Q1. Explain the assumptions required to use ANOVA and provide examples of violations that could impact
the validity of the results.

A1:Assumptions of ANOVA:

* Independence: The observations in each group must be independent of each other.
* Normality: The data within each group should follow a normal distribution.
* Homogeneity of Variance: The variance of the data should be equal across all groups.

Examples of Violations:

* Independence: If data points in one group are related or dependent on data points in another group, the assumption of independence is violated. For example, if you measure the same individuals multiple times in different groups, their data points may not be independent.
* Normality: If the data within each group deviates significantly from a normal distribution, the normality assumption is violated. This could happen when sample sizes are small, or if there are extreme outliers present in the data.
* Homogeneity of Variance: If the variance of the data is not equal across all groups, the homogeneity of variance assumption is violated. This could result in unequal influence of different groups on the overall results.

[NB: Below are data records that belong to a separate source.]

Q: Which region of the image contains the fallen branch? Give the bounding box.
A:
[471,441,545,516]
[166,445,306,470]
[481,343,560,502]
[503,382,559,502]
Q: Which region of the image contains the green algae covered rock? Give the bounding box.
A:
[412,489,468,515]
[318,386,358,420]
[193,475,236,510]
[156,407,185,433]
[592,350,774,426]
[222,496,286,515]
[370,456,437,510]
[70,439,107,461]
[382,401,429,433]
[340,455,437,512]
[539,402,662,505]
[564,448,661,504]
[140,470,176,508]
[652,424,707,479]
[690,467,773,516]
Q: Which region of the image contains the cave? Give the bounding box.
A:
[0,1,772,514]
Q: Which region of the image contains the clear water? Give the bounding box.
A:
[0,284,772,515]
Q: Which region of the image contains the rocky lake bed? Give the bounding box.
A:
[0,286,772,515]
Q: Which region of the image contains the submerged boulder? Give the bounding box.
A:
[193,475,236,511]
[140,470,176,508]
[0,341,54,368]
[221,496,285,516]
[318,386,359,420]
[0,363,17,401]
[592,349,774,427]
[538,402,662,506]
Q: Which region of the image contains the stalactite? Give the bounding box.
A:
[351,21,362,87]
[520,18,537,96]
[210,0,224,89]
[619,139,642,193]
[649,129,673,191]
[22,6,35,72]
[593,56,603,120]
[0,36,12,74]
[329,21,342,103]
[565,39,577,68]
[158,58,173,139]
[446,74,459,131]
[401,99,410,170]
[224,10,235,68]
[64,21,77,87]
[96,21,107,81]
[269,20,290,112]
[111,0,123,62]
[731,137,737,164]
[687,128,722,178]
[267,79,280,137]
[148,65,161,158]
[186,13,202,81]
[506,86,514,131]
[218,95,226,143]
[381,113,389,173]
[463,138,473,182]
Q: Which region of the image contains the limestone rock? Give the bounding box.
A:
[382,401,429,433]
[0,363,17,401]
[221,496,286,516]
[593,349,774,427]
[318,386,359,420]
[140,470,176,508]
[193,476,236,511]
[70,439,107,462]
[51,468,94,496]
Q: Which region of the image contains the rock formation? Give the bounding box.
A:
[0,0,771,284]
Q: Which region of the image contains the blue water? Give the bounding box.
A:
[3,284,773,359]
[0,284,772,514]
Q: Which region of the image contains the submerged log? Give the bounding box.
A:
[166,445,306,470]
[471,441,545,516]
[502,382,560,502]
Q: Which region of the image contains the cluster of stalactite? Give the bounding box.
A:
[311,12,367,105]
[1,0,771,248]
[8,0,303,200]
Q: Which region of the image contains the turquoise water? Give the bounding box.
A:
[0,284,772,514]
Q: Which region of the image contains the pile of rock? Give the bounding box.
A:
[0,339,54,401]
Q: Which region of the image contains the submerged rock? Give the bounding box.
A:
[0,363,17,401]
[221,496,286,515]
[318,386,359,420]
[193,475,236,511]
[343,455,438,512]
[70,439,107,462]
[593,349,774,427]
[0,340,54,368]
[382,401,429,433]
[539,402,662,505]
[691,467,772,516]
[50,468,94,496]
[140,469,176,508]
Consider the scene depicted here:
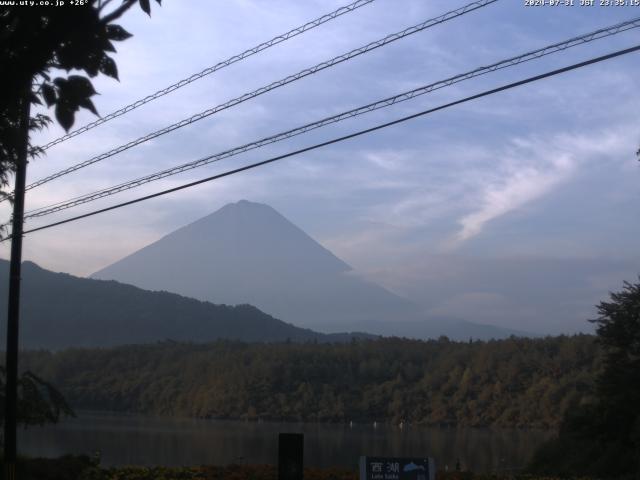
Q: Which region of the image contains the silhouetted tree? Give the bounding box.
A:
[530,278,640,478]
[0,0,161,439]
[0,366,73,430]
[591,279,640,468]
[0,0,161,198]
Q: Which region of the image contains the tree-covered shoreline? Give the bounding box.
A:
[20,335,599,429]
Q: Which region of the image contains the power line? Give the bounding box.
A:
[10,44,639,240]
[39,0,377,151]
[22,16,640,220]
[20,0,498,195]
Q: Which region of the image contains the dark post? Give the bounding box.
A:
[4,87,31,478]
[278,433,304,480]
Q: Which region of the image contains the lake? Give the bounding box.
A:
[19,412,552,472]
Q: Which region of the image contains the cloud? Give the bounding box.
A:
[444,125,635,250]
[449,152,574,248]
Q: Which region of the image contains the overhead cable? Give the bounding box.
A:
[39,0,378,151]
[23,16,640,219]
[10,44,639,239]
[20,0,498,195]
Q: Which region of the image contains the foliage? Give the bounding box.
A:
[591,280,640,429]
[529,279,640,478]
[0,456,606,480]
[0,365,74,428]
[21,335,600,428]
[0,0,160,197]
[0,0,157,456]
[3,454,98,480]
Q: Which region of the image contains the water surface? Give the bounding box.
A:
[19,412,552,472]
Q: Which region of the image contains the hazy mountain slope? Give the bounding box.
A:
[0,260,367,349]
[92,200,420,329]
[92,200,528,340]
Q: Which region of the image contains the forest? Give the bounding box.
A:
[21,334,599,428]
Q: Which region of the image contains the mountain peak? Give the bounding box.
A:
[157,200,350,272]
[233,199,261,207]
[220,199,271,211]
[91,200,417,331]
[196,199,283,226]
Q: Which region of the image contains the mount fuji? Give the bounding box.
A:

Q2. What are the three types of ANOVA, and in what situations would each be used?

A2:

1. One-Way ANOVA: Used when comparing means of three or more independent groups on a single continuous dependent variable.
2. Two-Way ANOVA: Used when comparing means across two independent categorical variables on a single continuous dependent variable. It can also examine the interaction effect between the two independent variables.
3. Repeated Measures ANOVA: Used when comparing means of the same group under different conditions or at different time points. It is used for dependent data where each participant is measured under multiple conditions.

Q3. What is the partitioning of variance in ANOVA, and why is it important to understand this concept?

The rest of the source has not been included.